Lilly Hopes Blood Thinner Will Thicken Sales
Make a commentBy Ed Silverman // August 15th, 2007 // 8:10 am
So how will Lilly ring the register after its Zyprexa anti-psychotic loses patent protection in 2011? The drugmaker is counting on a blood thinner called Prasugrel, which is designed to prevent recurring heart attacks and strokes in people with cardiovascular disease, The Wall Street Journal reports (subscription required).
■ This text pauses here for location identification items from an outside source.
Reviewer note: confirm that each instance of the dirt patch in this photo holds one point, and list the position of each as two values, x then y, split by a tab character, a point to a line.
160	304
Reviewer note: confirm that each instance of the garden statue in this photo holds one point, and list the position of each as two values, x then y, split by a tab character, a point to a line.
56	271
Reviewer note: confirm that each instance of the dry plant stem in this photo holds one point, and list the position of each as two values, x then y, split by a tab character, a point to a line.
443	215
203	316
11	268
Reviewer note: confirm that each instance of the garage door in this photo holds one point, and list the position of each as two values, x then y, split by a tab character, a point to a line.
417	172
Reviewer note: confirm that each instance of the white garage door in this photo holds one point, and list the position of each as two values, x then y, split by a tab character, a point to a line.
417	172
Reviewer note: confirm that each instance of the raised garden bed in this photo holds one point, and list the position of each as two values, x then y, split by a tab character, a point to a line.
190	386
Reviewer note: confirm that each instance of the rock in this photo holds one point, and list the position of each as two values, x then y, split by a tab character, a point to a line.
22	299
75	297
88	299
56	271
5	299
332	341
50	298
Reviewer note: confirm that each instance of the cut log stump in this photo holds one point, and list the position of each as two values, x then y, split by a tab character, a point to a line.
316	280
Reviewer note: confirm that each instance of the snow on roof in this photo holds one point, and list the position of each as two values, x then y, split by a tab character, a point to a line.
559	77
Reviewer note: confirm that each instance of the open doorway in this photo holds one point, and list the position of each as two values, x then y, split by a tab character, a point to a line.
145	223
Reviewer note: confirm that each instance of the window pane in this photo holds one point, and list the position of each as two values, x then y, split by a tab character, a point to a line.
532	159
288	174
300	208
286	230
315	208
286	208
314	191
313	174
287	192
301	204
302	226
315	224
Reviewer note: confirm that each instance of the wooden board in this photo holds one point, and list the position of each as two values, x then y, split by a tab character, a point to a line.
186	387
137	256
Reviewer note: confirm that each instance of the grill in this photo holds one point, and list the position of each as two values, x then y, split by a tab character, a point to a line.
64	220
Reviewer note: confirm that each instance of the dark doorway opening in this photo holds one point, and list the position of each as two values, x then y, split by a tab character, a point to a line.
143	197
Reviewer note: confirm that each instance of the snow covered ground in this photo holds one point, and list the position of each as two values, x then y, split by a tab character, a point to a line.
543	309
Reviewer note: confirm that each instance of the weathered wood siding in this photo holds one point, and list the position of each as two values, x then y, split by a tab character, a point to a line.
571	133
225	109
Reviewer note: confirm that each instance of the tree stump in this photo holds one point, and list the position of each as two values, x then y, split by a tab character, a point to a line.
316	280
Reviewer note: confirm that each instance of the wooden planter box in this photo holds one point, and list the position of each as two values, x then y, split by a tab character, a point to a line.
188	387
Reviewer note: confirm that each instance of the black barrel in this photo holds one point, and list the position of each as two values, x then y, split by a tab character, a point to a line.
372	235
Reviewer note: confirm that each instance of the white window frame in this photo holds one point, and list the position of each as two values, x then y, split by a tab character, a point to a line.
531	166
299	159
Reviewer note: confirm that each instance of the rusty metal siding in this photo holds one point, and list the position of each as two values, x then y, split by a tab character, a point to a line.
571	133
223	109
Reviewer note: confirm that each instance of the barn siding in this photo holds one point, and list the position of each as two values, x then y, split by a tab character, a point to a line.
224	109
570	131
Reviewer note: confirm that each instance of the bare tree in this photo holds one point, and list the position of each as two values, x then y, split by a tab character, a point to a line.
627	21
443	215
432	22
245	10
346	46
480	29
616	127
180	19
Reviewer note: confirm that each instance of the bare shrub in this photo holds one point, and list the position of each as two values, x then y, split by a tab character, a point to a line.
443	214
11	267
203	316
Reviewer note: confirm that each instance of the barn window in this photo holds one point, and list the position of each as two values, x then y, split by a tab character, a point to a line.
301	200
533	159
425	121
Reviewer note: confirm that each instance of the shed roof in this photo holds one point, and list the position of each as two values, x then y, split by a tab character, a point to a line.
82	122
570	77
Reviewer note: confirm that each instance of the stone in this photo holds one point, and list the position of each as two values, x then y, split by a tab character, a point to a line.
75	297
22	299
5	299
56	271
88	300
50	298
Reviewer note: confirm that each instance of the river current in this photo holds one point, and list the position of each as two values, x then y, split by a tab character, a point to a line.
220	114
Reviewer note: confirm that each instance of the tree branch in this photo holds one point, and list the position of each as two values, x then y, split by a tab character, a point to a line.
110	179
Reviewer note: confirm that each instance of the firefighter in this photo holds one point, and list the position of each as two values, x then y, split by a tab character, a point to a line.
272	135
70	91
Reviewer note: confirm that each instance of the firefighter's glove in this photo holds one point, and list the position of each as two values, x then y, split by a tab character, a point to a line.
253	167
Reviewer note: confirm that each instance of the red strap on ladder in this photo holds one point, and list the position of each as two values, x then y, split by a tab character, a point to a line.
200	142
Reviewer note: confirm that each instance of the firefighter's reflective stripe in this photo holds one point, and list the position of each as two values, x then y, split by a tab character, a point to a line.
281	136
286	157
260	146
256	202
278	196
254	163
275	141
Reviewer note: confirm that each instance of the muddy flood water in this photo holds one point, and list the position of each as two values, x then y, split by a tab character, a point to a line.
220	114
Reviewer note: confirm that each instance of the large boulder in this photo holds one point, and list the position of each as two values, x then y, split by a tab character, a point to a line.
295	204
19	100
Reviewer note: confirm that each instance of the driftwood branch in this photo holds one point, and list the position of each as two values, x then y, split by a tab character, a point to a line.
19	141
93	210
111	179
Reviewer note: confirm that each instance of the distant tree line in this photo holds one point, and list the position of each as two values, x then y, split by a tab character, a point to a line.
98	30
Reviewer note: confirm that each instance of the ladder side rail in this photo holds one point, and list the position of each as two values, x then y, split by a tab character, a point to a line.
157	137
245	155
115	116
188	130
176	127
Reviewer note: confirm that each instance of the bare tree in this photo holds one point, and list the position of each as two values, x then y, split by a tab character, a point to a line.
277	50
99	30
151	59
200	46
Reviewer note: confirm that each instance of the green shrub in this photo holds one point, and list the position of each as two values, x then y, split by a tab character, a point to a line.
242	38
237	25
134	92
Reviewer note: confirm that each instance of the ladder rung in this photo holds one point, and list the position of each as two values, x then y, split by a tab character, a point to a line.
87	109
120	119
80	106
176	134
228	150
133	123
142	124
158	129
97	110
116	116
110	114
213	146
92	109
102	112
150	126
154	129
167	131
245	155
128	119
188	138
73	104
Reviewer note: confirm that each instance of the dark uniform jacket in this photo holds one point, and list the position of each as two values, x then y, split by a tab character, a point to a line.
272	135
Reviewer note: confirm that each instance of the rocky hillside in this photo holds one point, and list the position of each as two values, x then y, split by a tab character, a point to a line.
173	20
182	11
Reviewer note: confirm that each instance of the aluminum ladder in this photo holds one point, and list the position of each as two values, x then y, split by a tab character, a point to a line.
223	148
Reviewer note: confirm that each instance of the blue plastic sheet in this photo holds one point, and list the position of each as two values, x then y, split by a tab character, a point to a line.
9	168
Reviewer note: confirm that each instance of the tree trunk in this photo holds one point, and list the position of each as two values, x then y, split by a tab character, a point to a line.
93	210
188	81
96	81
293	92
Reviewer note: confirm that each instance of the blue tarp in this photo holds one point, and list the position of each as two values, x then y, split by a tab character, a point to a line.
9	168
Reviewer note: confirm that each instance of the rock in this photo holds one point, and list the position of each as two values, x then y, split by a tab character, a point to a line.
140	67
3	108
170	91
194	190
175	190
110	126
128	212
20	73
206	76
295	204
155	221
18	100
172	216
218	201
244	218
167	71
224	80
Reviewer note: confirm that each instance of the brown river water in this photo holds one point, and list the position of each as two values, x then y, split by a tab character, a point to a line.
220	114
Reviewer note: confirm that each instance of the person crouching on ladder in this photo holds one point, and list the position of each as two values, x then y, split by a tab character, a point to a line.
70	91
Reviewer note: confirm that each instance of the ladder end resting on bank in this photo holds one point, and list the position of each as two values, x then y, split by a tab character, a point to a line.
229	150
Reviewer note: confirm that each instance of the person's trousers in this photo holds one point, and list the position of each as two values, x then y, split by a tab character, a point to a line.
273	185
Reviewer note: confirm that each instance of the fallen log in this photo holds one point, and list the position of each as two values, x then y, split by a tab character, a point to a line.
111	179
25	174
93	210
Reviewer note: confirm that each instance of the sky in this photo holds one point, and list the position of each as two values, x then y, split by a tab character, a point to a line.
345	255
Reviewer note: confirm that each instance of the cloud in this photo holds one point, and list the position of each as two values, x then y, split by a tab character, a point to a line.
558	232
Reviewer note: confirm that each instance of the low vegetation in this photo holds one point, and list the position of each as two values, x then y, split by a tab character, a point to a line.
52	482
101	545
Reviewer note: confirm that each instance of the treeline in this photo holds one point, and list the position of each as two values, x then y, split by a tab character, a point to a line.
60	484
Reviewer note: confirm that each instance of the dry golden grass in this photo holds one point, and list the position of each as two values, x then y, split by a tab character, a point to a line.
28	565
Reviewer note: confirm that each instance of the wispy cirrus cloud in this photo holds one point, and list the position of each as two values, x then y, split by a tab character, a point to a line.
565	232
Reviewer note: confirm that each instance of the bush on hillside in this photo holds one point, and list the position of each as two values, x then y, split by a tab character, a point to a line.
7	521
The results of a 14,000-patient study are due in November. “If prasugrel really is demonstrably better, it can get a major share of that business,” says Stephen Laveson, an analyst with Becker Capital Management, which owns Lilly shares. Wall Street analysts predict annual prasugrel sales could approach $4 billion. By comparison, Plavix generated $6 billion in sales last year for Bristol-Myers Squibb and Sanofi-Aventis.
Earlier studies have suggested Prasugrel is more potent than Plavix in blocking blood-platelet activity, but potency can cause also cause bleeding. The latest trial must also show that the risk of serious bleeding with Prasugrel isn’t significantly worse than that for Plavix, if Prasugrel is to gain regulatory approval and market acceptance, the Journal writes.
“One of the questions is, ‘What’s the trade-off?’ ” Chris Granger, director of the cardiac-care unit at Duke University Medical Center, tells the paper. “How potent can we get before we go too far and have caused intolerable bleeding?”
Of course, Bristol-Myers is watching closely. “We are taking Prasugrel seriously, but we believe it will be focusing on a much smaller set of patients,” Lamberto Andreotti, the drugmaker’s chief operating officer of world-wide pharmaceuticals, told analysts on a conference call last month.